May 7, 2018 | The Jerusalem Post
Germany’s antisemitism Czar wants banks to boot antisemitic BDS groups
The newly appointed federal government commissioner for combating Antisemitism in Germany, Felix Klein, condemned the Bank for Social Economy on Thursday for providing bank accounts to antisemitic BDS groups and expressed support for the city of Frankfurt's ban of business with financial institutions that support, directly or indirectly, the campaign to boycott the Jewish state.
“I condemn this bank relationship,” said Klein in response to a Jerusalem Post press query about the Cologne-based Bank for Social Economy providing accounts to at least four organizations that enable–or explicitly advocate— the BDS (Boycott, Divestment, Sanctions) campaign against Israel.
Klein adds the voice of Germany's federal government to leading Jewish human rights groups in the US, Israel and Germany–including public security minister Gilad Erdan– who have called on the bank's executive board to pull the plug on its BDS accounts. “My assessment is the BDS-movement incites Antisemitism in its methods and goals. The call of BDS to boycott Israeli businesses as well as the “Don't buy! stickers on products from the Jewish state are to be condemned without qualifications.”
In the past years, the cities Frankfurt, Munich and Berlin decided to deny financial support and municipal rooms, in the future, to the BDS campaign that is hostile to Israel. The city of Frankfurt works since the beginning of the year only with banks that do not maintain business relations with BDS. In my judgment, both [anti-BDS measures] are an important signal that Antisemitism as well as the international isolation and defamation of Israel as alleged 'apartheid state' will not be tolerated.”
The Bank for Social Economy vigorously supports its bank account to the hardcore BDS group Jewish Voice for a Just Peace in the Middle East in Germany, as well as other BDS activities enabled by the bank. The BDS groups use their accounts with Bank for Social Economy to raise funds in Europe.
Klaus Faber, the chairman of the Coordinating Council of German Non-governmental Organizations against Antisemitism, told the Post on Thursday that the bank should shut down its BDS accounts.
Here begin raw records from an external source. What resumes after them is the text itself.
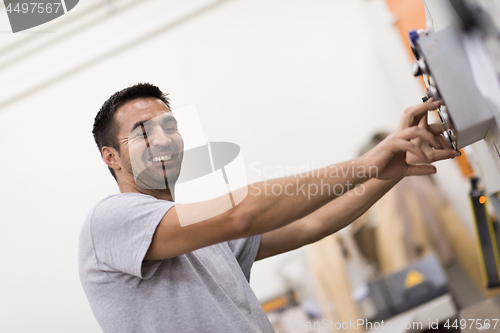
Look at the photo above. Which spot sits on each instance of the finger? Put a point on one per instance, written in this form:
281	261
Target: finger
424	121
413	115
420	170
415	132
442	154
407	146
444	143
437	128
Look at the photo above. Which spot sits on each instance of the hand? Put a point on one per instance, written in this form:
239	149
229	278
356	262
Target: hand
411	147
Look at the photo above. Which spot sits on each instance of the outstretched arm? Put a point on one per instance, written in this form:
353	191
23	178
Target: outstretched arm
262	212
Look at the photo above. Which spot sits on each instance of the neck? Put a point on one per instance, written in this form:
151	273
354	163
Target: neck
166	194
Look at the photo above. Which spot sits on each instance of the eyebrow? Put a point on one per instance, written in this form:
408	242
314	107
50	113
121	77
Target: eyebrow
167	118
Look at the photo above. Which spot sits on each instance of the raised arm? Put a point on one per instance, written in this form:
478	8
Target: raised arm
261	212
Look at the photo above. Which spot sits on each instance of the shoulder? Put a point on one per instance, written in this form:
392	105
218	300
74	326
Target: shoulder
125	206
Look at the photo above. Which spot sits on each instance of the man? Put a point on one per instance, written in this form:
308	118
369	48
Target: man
144	269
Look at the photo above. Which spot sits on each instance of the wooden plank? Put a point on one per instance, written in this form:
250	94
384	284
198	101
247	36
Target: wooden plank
389	235
330	268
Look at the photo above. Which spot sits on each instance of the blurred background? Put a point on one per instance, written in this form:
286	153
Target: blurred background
296	84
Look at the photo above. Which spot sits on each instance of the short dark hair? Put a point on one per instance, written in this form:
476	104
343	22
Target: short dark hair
105	128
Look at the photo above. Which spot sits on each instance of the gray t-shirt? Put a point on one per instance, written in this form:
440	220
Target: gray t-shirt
205	290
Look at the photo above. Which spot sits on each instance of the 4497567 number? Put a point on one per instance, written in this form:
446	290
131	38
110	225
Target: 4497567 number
480	324
34	7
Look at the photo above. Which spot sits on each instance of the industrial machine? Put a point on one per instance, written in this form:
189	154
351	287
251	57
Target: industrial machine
458	55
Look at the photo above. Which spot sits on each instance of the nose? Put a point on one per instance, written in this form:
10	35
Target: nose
158	137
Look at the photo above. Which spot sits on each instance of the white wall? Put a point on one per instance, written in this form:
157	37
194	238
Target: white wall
294	83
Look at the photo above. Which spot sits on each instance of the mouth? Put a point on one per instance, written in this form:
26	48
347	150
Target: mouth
162	158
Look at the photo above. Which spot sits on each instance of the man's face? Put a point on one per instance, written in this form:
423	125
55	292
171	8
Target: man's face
151	147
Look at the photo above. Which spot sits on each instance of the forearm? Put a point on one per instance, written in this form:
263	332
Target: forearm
272	204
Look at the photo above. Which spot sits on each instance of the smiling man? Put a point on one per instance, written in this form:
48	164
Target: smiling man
143	270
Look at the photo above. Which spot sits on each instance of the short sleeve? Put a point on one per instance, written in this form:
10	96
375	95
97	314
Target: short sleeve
245	250
122	228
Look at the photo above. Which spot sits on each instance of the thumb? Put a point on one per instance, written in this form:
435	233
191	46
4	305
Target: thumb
420	170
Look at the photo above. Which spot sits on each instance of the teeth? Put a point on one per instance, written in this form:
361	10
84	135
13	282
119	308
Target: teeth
161	158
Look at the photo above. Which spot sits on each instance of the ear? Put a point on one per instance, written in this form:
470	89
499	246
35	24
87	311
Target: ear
111	157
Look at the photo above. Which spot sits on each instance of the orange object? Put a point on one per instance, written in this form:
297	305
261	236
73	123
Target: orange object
411	15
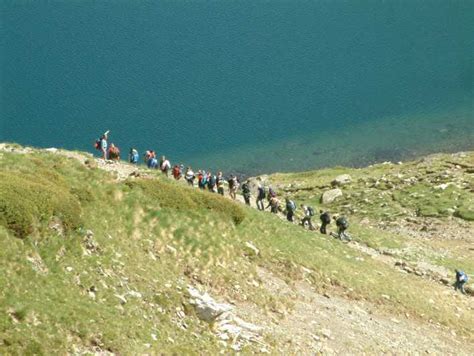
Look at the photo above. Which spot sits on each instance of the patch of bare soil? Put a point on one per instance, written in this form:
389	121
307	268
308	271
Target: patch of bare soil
333	325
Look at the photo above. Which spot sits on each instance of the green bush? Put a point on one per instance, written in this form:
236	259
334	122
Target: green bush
29	201
465	212
169	195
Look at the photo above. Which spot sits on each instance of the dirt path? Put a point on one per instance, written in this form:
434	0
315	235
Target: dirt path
333	325
328	324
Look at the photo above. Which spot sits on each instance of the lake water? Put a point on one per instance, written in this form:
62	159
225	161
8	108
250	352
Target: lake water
249	86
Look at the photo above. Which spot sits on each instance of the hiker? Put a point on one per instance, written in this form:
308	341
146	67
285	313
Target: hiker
342	225
260	197
271	193
290	209
274	205
233	186
325	221
220	184
114	153
211	182
189	176
308	215
246	192
150	159
202	180
133	156
176	172
101	144
165	165
461	280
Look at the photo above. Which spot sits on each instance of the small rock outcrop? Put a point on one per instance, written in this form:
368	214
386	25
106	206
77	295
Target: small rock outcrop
343	179
227	325
330	195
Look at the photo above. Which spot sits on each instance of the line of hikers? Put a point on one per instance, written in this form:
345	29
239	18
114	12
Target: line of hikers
215	184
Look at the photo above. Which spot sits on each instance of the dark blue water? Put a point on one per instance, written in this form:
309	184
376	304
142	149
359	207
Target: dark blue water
203	81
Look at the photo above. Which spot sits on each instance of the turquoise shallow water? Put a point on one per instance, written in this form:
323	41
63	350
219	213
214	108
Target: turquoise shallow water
252	86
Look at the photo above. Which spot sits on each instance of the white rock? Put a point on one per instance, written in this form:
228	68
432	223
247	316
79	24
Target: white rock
342	180
330	195
206	307
135	294
253	248
443	186
121	298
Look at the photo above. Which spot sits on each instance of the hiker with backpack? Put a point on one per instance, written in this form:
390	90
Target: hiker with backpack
101	144
211	182
114	152
165	165
176	172
220	183
233	186
261	194
274	205
271	193
325	221
461	280
189	176
308	215
342	225
202	180
290	209
150	159
133	156
246	192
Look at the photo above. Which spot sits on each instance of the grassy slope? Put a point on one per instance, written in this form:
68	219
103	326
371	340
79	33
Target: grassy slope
155	238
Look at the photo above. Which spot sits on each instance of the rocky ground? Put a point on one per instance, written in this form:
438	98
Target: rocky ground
330	324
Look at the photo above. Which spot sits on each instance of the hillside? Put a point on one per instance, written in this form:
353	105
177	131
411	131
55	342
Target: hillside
104	258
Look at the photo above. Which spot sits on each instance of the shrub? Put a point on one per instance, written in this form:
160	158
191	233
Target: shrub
27	201
169	195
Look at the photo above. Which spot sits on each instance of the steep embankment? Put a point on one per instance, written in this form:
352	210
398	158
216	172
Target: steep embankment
100	257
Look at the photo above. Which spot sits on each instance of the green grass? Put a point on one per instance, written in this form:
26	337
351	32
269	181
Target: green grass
155	237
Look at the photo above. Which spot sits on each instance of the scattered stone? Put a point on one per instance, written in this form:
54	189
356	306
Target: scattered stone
206	307
134	294
330	195
121	298
445	281
326	333
343	179
442	186
252	249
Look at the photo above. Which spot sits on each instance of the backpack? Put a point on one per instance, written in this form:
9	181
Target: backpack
134	157
290	206
176	171
462	277
325	218
342	221
212	182
272	193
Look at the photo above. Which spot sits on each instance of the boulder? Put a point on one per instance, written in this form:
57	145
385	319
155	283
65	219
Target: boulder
330	195
341	180
252	249
207	309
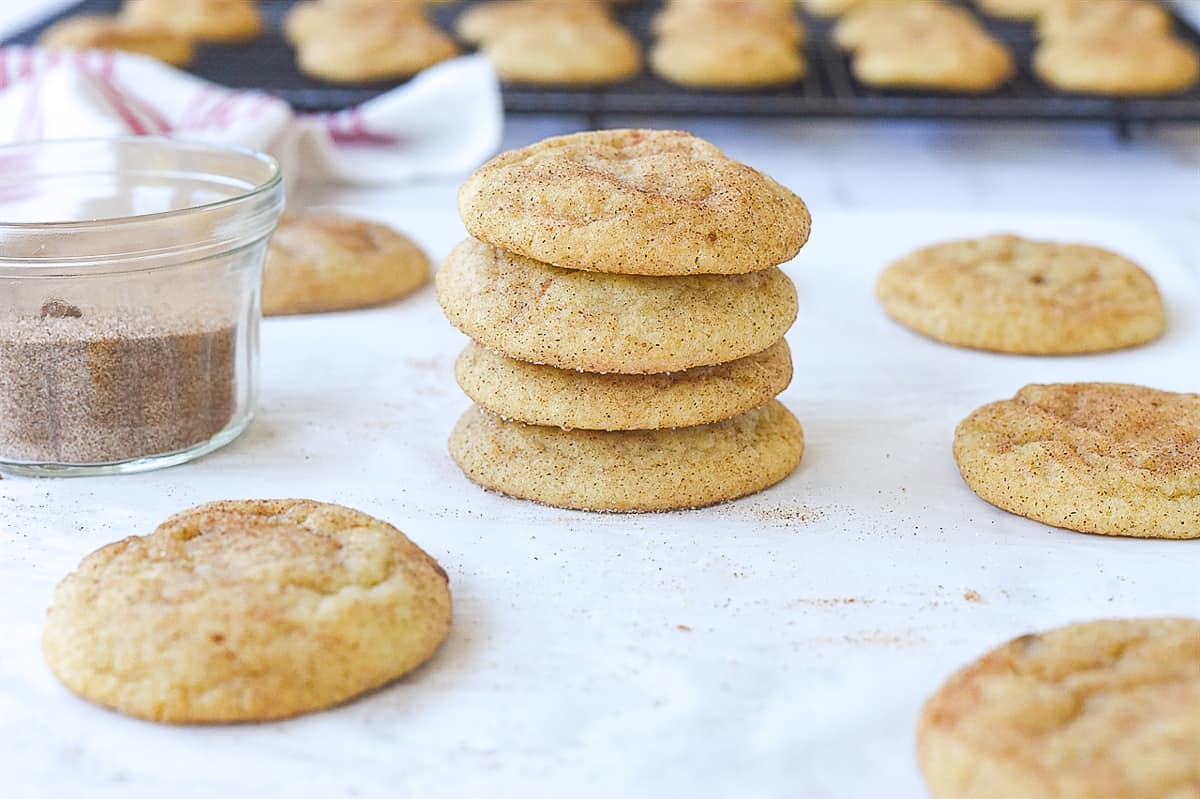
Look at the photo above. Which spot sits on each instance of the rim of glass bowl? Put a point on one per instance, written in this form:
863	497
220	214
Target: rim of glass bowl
255	224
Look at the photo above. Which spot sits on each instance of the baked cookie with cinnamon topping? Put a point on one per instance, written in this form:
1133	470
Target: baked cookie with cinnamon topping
207	20
109	32
1095	457
328	262
1096	709
1009	294
630	470
636	202
629	324
246	611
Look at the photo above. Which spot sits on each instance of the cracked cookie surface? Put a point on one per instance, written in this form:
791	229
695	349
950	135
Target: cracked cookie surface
1008	294
544	395
1096	709
327	262
629	470
629	324
1095	457
634	202
246	611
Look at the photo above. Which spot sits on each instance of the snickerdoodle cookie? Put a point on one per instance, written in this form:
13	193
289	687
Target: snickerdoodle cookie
484	20
630	470
327	262
1095	457
1099	17
556	50
108	32
209	20
1095	709
316	18
1117	62
885	19
611	323
634	202
1014	295
358	53
246	611
726	58
544	395
1014	8
939	56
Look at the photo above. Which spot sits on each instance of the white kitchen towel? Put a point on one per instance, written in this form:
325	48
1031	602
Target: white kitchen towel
443	122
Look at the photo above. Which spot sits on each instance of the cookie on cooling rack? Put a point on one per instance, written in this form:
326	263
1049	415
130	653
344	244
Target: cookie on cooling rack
246	611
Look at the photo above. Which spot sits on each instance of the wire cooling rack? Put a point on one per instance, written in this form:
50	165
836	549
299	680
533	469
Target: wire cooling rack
829	90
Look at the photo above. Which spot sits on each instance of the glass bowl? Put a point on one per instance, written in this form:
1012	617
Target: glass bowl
130	280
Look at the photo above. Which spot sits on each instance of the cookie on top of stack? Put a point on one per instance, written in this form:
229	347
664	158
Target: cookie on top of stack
922	44
729	43
628	317
1113	47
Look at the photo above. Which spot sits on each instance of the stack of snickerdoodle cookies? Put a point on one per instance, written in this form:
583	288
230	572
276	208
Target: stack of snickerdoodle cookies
628	318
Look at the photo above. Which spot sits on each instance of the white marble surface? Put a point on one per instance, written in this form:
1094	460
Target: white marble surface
567	673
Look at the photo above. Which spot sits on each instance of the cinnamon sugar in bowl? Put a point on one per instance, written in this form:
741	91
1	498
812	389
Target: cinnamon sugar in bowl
130	280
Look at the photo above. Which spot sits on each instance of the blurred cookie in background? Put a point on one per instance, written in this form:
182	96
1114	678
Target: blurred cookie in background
207	20
111	32
328	262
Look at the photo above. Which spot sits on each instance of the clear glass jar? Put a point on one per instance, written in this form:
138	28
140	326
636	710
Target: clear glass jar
130	280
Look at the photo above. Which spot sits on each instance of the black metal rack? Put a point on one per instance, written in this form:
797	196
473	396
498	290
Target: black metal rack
827	91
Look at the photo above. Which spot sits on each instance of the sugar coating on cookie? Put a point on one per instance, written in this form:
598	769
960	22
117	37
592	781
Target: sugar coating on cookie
1014	8
634	202
556	50
727	58
544	395
209	20
945	56
246	611
1117	64
1077	18
1095	457
629	470
611	323
109	32
328	262
1009	294
1095	709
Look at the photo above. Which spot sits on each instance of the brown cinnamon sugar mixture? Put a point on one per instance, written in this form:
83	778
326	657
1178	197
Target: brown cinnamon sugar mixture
77	389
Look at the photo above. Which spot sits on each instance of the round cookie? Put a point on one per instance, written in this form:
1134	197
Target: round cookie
1099	17
563	52
1095	457
900	22
246	611
327	262
108	32
683	19
316	18
484	20
209	20
544	395
634	202
1014	8
726	58
629	470
942	56
1095	709
611	323
364	53
1013	295
1117	64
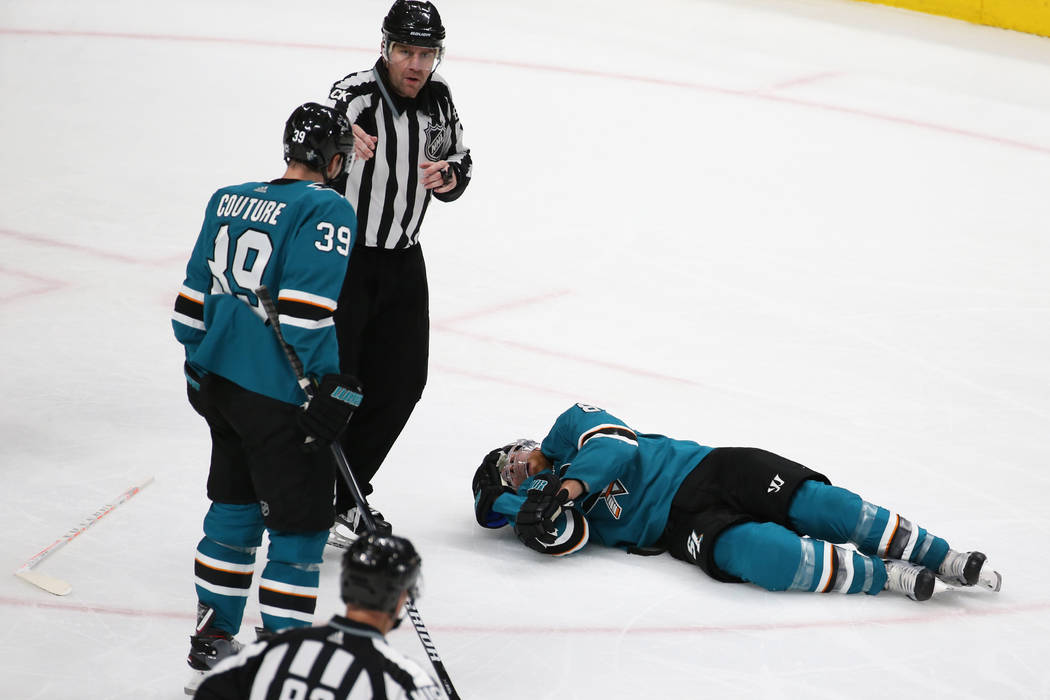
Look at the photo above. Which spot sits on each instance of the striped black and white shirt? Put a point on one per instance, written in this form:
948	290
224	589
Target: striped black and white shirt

He said “BDS groups are antisemitic and hostile to Israel…that target the isolation and destruction of Israel. Antisemitic activities are, in the view of the Coordinating Council, not compatible with Germany's history and constitution.”
The prominent German LGBT organization Magnus Hirschfeld shut down its account with the Bank for Social Economy to protest the bank's anti-Israel bank accounts. On May 14, the Magnus Hirschfeld is slated to honor the 150th birthday of the gay German-Jewish sexologist Magnus Hirschfeld in Berlin. Faber said the “people, NGOs, companies should , in this case, follow the example of the Magnus Hirschfeld Foundation and cancel their accounts.”
The Bank for Social Economy's executive board member Oliver Luckner doubled-down on Twitter in the bank's defense of its BDS accounts. He tweeted the bank's website statement defending the bank's alleged antisemitic accounts.
The bank's March statement said it rejects BDS but “The Bank für Sozialwirtschaft rejects any form of anti-Semitism, but we nevertheless accept that there are widely diverging views on the Middle East conflict and the relationship between the Palestinians and the State of Israel. Underpinning this approach is the principle of freedom of expression, which in the light of German history we consider especially important.”
Numerous Post telephone and email queries to Harald Schmitz, the bank's chairperson, on Thursday were not returned in response to the the call of Germany's antisemitism czar for the bank to stop its alleged antisemitic activity. A third bank executive, Thomas Kahleis, declined to answer multiple Post queries.
Hellmut Königshaus, the chairman of the German-Israel friendship society (DIG), told the Post on Thursday that the” DIG condemns the activities of the BDS movement and considers BDS to be motivated by antisemitism.” He said a lot of what is called “criticism of Israel” is motivated by antisemitism. “Of course, the bank should end every relation with this [BDS] movement and its representatives,” he added.
Königshaus said that now the bank's executives are aware of the antisemitic activities of BDS they must act against it.
Klein was appointed Germany's first commissioner to combat the rising level of contemporary antisemitism in Germany and to help protect Jewish life in the federal republic. The German banks Deutsche Bank, Postbank, Commerzbank and DAB have terminated accounts of BDS groups since 2016 due to reasons ranging form connections to Palestinian terrorism and antisemitism. Banks in Austria, Ireland, the United States and France have shut down BDS accounts over the last two years. The online payment service PayPal shut down four BDS French accounts in the first four months of 2018.